Definition
A long, narrow airfoil that rotates about a central hub on a helicopter or other rotary-wing aircraft to generate lift and, through cyclic and collective control, the forces needed to climb, descend, hover, and move in any direction.
Plain English
One of the spinning 'wings' on a helicopter. As it spins through the air it produces lift, which is what holds the aircraft up and lets the pilot control where it goes.
Context Anchor
Seen in discussions of helicopter aerodynamics, airfoil shape, rotor systems, and preflight inspection.
Derivation
Rotor' comes from the Latin 'rotare,' meaning 'to turn,' and is short for 'rotator' — something that rotates. So a rotor blade is simply a blade that turns, in contrast to the fixed wing of an airplane.
Why Pilots Care
Rotor blade condition and shape directly determine lift, stability, and safe control in every phase of helicopter flight.
Analogy
Think of a fixed wing sliced into long, narrow strips and mounted to a hub so it can spin. Each strip is a rotor blade, and instead of the whole aircraft moving forward to make air flow over the wing, the blades spin to create that airflow themselves.
Intuition Check
Do not think of a rotor blade as just a fan blade.
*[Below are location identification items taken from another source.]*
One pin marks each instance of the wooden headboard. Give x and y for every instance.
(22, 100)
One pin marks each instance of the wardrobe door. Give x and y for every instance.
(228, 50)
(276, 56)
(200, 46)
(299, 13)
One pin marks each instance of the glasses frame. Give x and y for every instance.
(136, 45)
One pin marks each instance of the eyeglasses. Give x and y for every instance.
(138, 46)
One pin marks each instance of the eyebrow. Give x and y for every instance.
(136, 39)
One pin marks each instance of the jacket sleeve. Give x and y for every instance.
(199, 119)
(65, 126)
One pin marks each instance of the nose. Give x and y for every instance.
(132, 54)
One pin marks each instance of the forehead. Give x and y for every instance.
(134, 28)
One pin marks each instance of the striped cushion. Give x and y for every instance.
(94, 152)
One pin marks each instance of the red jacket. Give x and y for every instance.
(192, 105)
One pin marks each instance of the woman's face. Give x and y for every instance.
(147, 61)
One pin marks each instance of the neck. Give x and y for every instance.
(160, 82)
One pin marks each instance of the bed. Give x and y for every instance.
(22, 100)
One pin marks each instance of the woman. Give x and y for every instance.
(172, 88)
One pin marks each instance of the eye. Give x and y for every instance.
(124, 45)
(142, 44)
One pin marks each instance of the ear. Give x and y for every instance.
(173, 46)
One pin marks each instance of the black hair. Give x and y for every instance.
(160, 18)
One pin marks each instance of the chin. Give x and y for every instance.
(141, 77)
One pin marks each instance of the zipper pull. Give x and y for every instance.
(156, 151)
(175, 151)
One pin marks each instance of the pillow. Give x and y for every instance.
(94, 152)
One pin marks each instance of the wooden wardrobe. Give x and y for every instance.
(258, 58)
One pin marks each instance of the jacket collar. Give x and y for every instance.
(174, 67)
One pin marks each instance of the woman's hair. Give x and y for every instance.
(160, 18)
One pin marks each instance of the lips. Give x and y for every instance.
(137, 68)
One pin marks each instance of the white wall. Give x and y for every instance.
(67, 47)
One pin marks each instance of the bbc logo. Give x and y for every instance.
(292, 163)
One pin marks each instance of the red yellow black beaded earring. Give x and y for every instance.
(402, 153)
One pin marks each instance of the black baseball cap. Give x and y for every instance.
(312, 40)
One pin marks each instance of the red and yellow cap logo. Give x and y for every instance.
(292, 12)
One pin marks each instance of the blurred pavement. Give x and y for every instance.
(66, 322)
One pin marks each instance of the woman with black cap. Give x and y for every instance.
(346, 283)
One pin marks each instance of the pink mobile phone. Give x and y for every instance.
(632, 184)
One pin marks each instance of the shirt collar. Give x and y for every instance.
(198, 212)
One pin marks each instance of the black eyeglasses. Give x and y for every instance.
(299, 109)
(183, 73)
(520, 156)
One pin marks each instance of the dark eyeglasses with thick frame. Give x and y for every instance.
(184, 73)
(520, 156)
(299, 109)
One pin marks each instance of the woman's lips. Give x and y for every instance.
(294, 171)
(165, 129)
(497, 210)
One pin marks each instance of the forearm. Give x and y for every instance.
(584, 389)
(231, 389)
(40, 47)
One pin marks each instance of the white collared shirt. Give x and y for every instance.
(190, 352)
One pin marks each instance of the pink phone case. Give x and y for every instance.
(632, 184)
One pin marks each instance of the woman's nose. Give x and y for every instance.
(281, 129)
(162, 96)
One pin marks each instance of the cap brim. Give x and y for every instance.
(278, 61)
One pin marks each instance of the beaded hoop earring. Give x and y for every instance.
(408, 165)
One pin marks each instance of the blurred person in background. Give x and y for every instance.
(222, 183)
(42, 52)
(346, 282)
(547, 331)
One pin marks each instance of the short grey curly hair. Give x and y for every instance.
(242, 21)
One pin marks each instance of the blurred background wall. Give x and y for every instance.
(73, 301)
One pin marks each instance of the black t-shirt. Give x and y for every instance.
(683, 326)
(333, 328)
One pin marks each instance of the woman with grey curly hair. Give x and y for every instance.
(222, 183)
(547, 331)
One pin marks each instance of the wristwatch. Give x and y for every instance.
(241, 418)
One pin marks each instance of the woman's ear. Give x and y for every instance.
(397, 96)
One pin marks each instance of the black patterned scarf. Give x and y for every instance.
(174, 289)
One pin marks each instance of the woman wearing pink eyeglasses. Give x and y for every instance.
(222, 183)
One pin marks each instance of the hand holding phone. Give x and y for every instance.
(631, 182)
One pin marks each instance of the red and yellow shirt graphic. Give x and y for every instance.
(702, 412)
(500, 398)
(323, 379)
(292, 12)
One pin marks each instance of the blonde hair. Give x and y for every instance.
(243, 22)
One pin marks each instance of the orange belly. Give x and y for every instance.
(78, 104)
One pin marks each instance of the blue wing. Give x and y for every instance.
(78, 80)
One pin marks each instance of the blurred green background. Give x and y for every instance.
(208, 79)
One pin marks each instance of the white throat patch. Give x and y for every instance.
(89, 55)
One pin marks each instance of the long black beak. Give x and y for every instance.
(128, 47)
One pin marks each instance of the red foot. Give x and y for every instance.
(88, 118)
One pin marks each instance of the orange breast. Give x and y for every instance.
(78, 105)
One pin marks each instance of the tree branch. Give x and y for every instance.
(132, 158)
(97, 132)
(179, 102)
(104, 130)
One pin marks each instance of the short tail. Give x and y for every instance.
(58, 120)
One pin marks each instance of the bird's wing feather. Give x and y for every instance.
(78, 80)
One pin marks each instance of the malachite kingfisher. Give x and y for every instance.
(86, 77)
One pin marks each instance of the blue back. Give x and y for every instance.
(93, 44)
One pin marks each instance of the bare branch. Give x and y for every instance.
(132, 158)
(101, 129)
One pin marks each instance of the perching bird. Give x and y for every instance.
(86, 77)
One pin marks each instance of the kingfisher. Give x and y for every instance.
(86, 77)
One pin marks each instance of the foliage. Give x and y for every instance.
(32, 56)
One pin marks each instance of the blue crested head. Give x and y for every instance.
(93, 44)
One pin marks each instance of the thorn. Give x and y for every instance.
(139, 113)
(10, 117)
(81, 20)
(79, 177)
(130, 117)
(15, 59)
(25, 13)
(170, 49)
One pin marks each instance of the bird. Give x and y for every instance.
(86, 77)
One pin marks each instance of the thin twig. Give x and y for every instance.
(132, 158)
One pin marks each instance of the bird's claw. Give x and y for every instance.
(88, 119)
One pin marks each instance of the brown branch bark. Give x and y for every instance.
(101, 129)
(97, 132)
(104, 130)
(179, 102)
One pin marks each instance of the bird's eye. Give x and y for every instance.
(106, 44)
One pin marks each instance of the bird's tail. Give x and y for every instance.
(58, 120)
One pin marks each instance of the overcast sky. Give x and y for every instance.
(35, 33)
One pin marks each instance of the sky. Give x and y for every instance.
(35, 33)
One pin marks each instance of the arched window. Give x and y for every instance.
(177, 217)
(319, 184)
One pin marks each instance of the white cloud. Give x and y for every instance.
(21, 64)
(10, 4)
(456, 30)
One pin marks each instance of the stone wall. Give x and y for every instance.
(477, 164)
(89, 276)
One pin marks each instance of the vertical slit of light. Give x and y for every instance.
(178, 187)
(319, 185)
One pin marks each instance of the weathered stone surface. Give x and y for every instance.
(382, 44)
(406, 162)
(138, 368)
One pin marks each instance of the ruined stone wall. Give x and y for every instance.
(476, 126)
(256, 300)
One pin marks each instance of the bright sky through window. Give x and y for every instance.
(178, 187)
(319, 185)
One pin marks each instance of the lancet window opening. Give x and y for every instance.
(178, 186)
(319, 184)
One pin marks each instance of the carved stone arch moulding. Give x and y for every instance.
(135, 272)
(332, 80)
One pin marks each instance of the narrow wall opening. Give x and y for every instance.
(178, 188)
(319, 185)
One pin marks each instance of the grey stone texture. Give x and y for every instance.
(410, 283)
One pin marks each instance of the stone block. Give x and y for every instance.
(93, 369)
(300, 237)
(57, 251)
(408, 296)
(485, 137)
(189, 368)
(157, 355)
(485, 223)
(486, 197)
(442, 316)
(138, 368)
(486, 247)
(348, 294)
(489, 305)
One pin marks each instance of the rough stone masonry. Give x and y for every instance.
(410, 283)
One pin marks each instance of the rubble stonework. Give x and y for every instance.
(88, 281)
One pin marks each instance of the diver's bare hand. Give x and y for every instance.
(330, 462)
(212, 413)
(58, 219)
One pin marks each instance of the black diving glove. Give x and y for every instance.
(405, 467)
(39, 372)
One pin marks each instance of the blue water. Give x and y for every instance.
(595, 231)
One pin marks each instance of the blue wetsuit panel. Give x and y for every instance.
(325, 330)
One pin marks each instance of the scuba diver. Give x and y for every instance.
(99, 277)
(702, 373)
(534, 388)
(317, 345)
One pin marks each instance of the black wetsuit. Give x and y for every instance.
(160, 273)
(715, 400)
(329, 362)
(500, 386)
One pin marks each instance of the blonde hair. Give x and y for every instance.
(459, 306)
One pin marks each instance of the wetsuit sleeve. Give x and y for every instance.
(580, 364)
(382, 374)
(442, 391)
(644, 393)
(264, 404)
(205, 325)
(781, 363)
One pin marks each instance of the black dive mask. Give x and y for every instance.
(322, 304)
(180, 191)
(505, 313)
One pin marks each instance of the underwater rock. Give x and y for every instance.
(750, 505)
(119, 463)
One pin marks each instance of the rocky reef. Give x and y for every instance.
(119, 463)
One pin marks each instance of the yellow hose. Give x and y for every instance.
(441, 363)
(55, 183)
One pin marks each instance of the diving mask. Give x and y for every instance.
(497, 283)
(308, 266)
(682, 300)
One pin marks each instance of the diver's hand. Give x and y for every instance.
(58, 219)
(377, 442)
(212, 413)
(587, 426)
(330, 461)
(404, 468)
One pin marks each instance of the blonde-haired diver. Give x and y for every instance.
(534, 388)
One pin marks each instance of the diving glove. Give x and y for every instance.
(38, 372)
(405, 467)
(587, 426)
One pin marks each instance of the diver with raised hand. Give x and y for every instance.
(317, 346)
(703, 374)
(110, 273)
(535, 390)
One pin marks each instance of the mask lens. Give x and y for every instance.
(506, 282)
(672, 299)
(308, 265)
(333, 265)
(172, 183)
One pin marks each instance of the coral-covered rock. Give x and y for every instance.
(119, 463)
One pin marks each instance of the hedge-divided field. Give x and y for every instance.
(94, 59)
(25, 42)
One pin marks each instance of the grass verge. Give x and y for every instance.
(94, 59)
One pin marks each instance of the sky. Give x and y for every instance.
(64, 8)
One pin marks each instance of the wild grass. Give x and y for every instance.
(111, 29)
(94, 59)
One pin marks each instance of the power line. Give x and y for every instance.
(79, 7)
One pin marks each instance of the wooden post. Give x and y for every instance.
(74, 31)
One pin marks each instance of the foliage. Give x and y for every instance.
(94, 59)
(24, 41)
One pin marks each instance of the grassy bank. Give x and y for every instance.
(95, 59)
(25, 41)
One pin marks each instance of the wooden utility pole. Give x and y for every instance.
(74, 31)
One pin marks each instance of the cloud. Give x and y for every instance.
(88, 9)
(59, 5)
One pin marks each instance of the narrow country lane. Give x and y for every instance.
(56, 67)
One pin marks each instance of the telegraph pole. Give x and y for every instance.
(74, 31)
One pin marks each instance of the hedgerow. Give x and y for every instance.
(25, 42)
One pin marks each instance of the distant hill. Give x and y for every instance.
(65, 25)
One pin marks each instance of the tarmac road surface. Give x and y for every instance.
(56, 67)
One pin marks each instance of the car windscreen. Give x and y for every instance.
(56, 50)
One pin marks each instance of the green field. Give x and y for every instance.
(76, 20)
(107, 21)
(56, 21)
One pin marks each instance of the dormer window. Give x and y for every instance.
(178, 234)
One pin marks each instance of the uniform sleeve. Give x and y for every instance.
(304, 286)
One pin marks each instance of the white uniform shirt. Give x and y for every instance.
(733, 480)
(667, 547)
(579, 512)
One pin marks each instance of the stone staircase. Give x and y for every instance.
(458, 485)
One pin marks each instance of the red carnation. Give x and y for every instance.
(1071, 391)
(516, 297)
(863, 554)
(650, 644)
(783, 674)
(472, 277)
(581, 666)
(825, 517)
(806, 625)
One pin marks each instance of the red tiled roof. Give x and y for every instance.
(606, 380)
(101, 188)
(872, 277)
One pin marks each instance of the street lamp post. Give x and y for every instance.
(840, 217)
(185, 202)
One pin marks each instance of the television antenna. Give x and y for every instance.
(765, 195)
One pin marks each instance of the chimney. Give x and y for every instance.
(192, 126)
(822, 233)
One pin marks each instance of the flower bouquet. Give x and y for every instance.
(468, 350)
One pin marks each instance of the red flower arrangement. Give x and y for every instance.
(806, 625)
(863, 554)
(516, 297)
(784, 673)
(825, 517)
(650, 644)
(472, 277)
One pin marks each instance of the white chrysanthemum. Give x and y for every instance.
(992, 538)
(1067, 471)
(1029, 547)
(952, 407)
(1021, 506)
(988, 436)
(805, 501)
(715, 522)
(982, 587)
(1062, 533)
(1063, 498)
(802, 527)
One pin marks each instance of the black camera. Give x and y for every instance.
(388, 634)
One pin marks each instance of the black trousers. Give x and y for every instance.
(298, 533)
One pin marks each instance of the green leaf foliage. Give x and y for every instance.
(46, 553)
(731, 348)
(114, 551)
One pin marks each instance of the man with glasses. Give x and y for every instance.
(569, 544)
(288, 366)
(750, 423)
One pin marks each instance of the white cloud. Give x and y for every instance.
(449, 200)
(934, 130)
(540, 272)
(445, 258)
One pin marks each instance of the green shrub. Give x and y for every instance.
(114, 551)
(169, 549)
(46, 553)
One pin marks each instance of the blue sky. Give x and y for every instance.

In aviation, it is a lifting surface that must be shaped and angled correctly to support and control the aircraft.
Example Sentence 1
A helicopter's rotor blades produce lift the same way an airplane's wings do, except the blades move through the air by rotating rather than by the aircraft flying forward.
Example Sentence 2
In forward flight the advancing rotor blade produces more lift than the retreating blade.